Além dessa movimentação, que tem seu ponto maior em uma festa
de músicas e danças folclóricas no cume do morro, o pequeno cemitério local,
incrustado em uma ribanceira, fica pequeno para o número de estrangeiros e
outros visitantes que disparam ininterruptamente suas máquinas fotográficas,
inclusive na capela cemiterial, onde também está posta uma ofrenda. Percebe-se uma certa incompatibilidade de
alguns nativos com esta presença, no que não deixam de serem gentis, mas tanto
em Pátzcuaro, a cidade que dá acesso a Janitzio, quanto na própria ilha,
verifica-se a divulgação e o interesse de autoridades, comerciantes e moradores
pela participação de gente de fora, devido ao retorno econômico.
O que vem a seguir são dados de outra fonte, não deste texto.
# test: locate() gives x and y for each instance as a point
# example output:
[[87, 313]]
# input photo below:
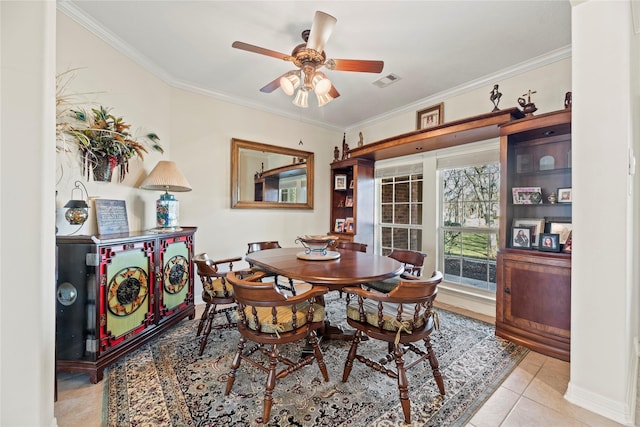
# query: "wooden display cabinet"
[[352, 200], [115, 292], [533, 295]]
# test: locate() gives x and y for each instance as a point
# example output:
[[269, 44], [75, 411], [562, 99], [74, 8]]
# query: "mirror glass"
[[269, 176]]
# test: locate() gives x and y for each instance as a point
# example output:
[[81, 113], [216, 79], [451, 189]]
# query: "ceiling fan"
[[309, 57]]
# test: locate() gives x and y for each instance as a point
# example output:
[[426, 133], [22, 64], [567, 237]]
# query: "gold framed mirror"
[[267, 176]]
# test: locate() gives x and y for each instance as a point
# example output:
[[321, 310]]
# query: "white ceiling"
[[433, 46]]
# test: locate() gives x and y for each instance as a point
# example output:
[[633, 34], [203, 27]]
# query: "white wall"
[[196, 132], [105, 77], [27, 246], [550, 82], [192, 127]]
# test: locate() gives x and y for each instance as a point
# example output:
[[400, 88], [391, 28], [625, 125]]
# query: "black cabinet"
[[115, 292]]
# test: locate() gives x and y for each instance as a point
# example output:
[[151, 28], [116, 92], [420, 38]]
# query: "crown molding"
[[490, 79]]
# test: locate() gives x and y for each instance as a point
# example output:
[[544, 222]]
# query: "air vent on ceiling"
[[387, 80]]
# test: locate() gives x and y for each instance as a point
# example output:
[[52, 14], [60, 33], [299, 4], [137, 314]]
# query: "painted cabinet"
[[115, 292]]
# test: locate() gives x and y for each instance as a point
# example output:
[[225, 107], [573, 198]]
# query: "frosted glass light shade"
[[289, 83]]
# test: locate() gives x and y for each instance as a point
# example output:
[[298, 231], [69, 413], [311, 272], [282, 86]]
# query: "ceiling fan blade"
[[257, 49], [320, 31], [270, 87], [355, 65]]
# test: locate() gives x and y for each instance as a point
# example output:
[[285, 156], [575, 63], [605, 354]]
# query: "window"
[[469, 224], [400, 210]]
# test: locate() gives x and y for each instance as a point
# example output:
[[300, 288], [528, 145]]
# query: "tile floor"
[[531, 396]]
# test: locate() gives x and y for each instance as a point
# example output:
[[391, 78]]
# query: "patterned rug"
[[166, 383]]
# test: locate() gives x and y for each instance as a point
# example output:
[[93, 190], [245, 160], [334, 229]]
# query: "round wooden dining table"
[[350, 269]]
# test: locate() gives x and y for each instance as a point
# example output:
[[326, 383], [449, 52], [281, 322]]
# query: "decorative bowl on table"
[[316, 245]]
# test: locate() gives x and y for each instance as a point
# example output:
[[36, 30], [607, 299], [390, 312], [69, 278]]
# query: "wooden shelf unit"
[[358, 172], [533, 295]]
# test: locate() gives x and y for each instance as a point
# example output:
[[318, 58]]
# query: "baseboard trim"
[[466, 300], [620, 412]]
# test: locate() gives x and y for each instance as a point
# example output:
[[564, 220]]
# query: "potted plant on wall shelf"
[[105, 143]]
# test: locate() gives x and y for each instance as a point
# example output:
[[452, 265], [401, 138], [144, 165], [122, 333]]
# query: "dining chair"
[[412, 261], [215, 292], [287, 284], [270, 318], [400, 318]]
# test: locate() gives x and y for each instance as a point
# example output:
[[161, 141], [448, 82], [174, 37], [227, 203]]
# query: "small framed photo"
[[564, 195], [524, 163], [430, 117], [536, 223], [527, 195], [549, 242], [561, 228], [568, 245], [348, 225], [521, 237]]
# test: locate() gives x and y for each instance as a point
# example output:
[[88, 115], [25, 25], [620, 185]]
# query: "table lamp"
[[166, 176]]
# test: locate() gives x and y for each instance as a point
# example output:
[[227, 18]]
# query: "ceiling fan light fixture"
[[324, 99], [289, 83], [321, 84], [302, 98]]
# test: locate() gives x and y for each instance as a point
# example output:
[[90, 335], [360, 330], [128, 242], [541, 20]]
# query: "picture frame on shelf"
[[430, 117], [524, 163], [549, 242], [348, 225], [561, 227], [521, 237], [527, 195], [568, 244], [340, 182], [536, 223], [565, 195]]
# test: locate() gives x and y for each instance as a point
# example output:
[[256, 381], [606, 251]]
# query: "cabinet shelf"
[[356, 217], [533, 287]]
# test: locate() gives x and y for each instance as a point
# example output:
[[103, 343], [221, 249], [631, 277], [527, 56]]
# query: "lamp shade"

Por outro lado, na meia-noite e em outros momentos de maior comparecimento,
é comum o “engarrafamento” de visitantes nos descontínuos corredores entre os
túmulos. O problema se torna ainda maior porque grande parte do espaço está
tomado pelas ofrendas e por famílias
instaladas, inclusive com pessoas já dormindo. Outros fatores que complicam o
fluxo humano são a escuridão, o espocar de flashes fotográficos e a
parafernália de equipamentos de fotografia e cinevídeo, que muitas vezes
necessitam ser afixados em tripés para obter o melhor rendimento, mas que, por
isso, travam ainda mais as passagens. Em
Tzintzuntzan o espaço é maior (são, na verdade, dois cemitérios separados por
uma autopista) e a presença de estranhos menor, inclusive porque o evento é
menos divulgado e menos "industrializado".
Alguns tradicionalistas já reclamam que, tanto em Pátzcuaro
quanto na Cidade do México, já existe alguma contaminação da cultura com traços
do halloween, a festa céltica difundida pelos americanos e que faz os jovens
procurarem boates nessas mesmas datas, vestidos de personagens de TV e cinema. De fato, é muito comum ver a disseminação das
fantasias entre os adolescentes, bem como a mobilização destes para festas mais
urbanas, mesmo no interior.
Em Valladolid, no coração da península de Yucatán (próximo a
Cancun e Mérida), onde o costume da Festa de Muertos
é restrito a pequenas “ofrendas” domésticas, o padre Gilberto Perez Ceh contou
que a igreja incentiva a montagem dos altares residenciais, estabelecendo um
concurso entre as famílias, aproveitando também a oportunidade como um momento
de catequese. Ainda conforme o sacerdote, é comum haver uma segunda oferta de
alimentos oito dias após a festa de finados.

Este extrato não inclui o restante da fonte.